En conséquence, il doit être débouté de sa demande en paiement du coût de réparation des dysfonctionnements, évalué par M. [C] à la somme de 1 033,79 euros.
- Le coût de location d'un robot de substitution
Il a été précédemment indiqué que l'expert judiciaire impute les dysfonctionnements dont M. [Z] se plaint depuis le mois de septembre 2017, à l'absence du bouchon d'étanchéité, dont la responsabilité ne peut être attribuée de façon certaine à la SA Rocha.
M. [Z] demande réparation au titre du coût de location d'un appareil de remplacement pour les années 2018 à 2020, donc la période postérieure à l'apparition de ces dysfonctionnements.
Dans ces conditions, il n'est pas établi que l'obligation pour M. [Z] de louer une tondeuse de substitution, qui est imputable aux dysfonctionnements précités, trouve sa cause dans un manquement de la SA Rocha et aucune somme ne peut être mise à sa charge de ce chef.
En conséquence, M. [Z] sera débouté de sa demande en paiement et le jugement sera confirmé de ce chef.
- Le préjudice moral et financier
M. [Z] invoque le temps passé à réunir les pièces, emmener son matériel à la société Regnault, et participer aux réunions d'expertise amiable puis judiciaire.
Il ne justifie pas d'une faute imputable à la SA Rocha en lien de causalité avec un tel préjudice alors que celle-ci dispose du droit de se défendre en justice et que l'expertise judiciaire a été ordonnée à la demande de M. [Z] lui-même.
Sur les frais irrépétibles et les dépens
La SA Rocha, partie condamnée, est tenue aux dépens, de première instance comme d'appel, en ce compris les frais de l'expertise confiée à M [C].
Sa demande fondée sur l'article 700 du code de procédure civile doit donc être rejetée et le jugement doit être infirmé en ce qu'il condamne M. [Z] aux dépens et au paiement de frais irrépétibles à la SA Rocha.

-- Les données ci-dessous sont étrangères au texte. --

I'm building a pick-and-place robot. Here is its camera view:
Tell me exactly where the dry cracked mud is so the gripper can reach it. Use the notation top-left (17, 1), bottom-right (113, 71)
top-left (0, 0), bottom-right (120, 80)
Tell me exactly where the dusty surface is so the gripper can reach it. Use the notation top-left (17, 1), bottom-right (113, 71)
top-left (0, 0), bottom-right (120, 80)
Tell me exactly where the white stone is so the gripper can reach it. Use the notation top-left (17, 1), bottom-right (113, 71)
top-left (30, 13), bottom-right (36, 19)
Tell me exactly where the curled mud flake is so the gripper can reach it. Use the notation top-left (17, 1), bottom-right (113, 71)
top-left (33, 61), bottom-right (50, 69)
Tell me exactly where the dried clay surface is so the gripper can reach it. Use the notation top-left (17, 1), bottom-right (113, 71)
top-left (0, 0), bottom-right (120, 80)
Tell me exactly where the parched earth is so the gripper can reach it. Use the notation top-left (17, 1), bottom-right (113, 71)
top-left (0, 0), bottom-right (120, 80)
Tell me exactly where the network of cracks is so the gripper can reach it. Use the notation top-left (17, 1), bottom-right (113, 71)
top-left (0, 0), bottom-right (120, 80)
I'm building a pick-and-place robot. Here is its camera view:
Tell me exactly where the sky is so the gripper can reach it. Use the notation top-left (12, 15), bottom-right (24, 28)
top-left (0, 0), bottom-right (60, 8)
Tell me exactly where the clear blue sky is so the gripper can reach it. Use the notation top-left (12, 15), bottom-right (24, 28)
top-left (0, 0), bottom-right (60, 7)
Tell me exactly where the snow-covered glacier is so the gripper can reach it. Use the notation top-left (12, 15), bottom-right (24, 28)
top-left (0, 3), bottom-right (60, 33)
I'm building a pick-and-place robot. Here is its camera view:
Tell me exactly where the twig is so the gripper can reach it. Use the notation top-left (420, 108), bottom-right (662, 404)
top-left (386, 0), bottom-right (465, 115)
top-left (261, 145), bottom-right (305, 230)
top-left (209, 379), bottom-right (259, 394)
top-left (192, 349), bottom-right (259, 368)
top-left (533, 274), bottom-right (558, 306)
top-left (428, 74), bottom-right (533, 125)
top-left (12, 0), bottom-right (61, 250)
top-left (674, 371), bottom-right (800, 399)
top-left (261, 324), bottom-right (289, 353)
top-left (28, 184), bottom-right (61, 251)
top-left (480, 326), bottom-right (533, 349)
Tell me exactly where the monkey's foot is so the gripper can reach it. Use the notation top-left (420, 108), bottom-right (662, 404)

Il est équitable d'allouer à M. [Z] la somme de 2 000 euros sur le fondement de l'article 700 du code de procédure civile.
PAR CES MOTIFS
La cour, statuant publiquement et par arrêt contradictoire,
Infirme le jugement rendu le 10 août 2021 par le tribunal judiciaire de Châlons-en-Champagne en ce qu'il déboute M. [B] [Z] de sa demande en paiement de la facture du 21 mars 2017 et en ce qu'il le condamne à payer à la SA Rocha la somme de 1 200 euros sur le fondement de l'article 700 du code de procédure civile ;
Confirme le jugement en ses autres dispositions ;
Statuant à nouveau sur les seuls chefs infirmés et y ajoutant,
Condamne la SA Rocha à payer à M. [B] [Z] la somme de 547,61 euros au titre de la facture du 21 mars 2017 ;
Déboute la SA Rocha de sa demande fondée sur l'article 700 du code de procédure civile ;
Condamne la SA Rocha à payer à M. [B] [Z] la somme de 2 000 euros sur le fondement de l'article 700 du code de procédure civile ;
Condamne la SA Rocha aux dépens de première instance et d'appel, en ce compris les frais de l'expertise confiée à M. [C].